Re: [Qemu-devel] [RFC]QEMU disk I/O limits

Stefan Hajnoczi <stefanha@xxxxxxxxx> · Wed, 1 Jun 2011 22:15:30 +0100

On Wed, Jun 1, 2011 at 2:20 PM, Vivek Goyal <vgoyal@xxxxxxxxxx> wrote:
> On Tue, May 31, 2011 at 06:30:09PM -0500, Anthony Liguori wrote:
>
> [..]
>> The level of consistency will then depend on whether you overcommit
>> your hardware and how you have it configured.
>
> Agreed.
>
>>
>> Consistency is very hard because at the end of the day, you still
>> have shared resources.  Even with blkio, I presume one guest can
>> still impact another guest by forcing the disk to do excessive
>> seeking or something of that nature.
>>
>> So absolutely consistency can't be the requirement for the use-case.
>> The use-cases we are interested really are more about providing caps
>> than anything else.
>
> I think both qemu and kenrel can do the job. The only thing which
> seriously favors throttling implementation in qemu is the ability
> to handle wide variety of backend files (NFS, qcow, libcurl based
> devices etc).
>
> So what I am arguing is that your previous reason that qemu can do
> a better job because it knows effective IOPS of guest, is not
> necessarily a very good reason. To me simplicity of being able to handle
> everything as file and do the throttling is the most compelling reason
> to do this implementation in qemu.

The variety of backends is the reason to go for a QEMU-based approach.
 If there were kernel mechanisms to handle non-block backends that
would be great.  cgroups NFS?

Of course for something like Sheepdog or Ceph it becomes quite hard to
do it in the kernel at all since they are userspace libraries that
speak their protocol over sockets, and you really don't have sinight
into what I/O operations they are doing from the kernel.

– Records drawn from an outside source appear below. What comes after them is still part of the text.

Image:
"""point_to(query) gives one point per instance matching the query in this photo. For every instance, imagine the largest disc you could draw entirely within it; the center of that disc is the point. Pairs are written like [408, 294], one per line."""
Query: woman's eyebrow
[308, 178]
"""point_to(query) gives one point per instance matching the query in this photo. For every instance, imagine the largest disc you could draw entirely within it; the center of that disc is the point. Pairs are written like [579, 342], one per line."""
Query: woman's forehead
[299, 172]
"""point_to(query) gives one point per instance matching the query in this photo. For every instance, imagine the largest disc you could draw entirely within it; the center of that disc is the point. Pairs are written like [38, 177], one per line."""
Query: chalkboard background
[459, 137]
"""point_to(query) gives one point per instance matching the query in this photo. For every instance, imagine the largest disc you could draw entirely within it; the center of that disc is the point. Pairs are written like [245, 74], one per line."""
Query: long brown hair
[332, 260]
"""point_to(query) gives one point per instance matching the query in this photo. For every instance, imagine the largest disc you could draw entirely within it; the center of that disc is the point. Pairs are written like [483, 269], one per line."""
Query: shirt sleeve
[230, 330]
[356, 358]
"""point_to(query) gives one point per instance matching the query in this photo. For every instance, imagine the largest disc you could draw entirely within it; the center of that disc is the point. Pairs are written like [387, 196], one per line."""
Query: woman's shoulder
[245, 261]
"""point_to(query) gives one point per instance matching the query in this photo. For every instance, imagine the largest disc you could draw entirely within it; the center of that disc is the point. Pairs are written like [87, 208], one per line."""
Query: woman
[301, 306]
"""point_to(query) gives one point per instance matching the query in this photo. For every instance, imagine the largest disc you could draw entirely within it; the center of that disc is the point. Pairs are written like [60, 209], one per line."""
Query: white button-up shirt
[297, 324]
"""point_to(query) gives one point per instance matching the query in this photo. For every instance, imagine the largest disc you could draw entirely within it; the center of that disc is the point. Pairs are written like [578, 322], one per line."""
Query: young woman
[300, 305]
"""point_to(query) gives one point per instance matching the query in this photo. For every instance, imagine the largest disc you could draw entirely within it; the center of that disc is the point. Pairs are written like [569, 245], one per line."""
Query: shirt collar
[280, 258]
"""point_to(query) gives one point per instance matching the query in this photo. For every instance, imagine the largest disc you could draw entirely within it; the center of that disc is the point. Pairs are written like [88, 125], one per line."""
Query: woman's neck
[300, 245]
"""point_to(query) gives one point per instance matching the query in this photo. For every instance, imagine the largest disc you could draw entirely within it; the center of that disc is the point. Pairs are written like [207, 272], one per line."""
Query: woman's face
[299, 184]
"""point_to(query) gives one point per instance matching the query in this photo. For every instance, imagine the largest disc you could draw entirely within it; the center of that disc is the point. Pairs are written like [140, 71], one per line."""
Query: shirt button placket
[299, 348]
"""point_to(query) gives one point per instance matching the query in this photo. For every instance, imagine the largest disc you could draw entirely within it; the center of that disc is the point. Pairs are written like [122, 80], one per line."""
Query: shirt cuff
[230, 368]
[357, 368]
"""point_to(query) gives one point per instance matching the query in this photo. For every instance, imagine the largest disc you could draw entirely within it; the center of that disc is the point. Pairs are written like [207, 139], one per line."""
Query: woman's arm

One issue that concerns me is how effective iops and throughput are as
capping mechanisms.  If you cap throughput then you're likely to
affect sequential I/O but do little against random I/O which can hog
the disk with a seeky I/O pattern.  If you limit iops you can cap
random I/O but artifically limit sequential I/O, which may be able to
perform a high number of iops without hogging the disk due to seek
times at all.  One proposed solution here (I think Christoph Hellwig
suggested it) is to do something like merging sequential I/O counting
so that multiple sequential I/Os only count as 1 iop.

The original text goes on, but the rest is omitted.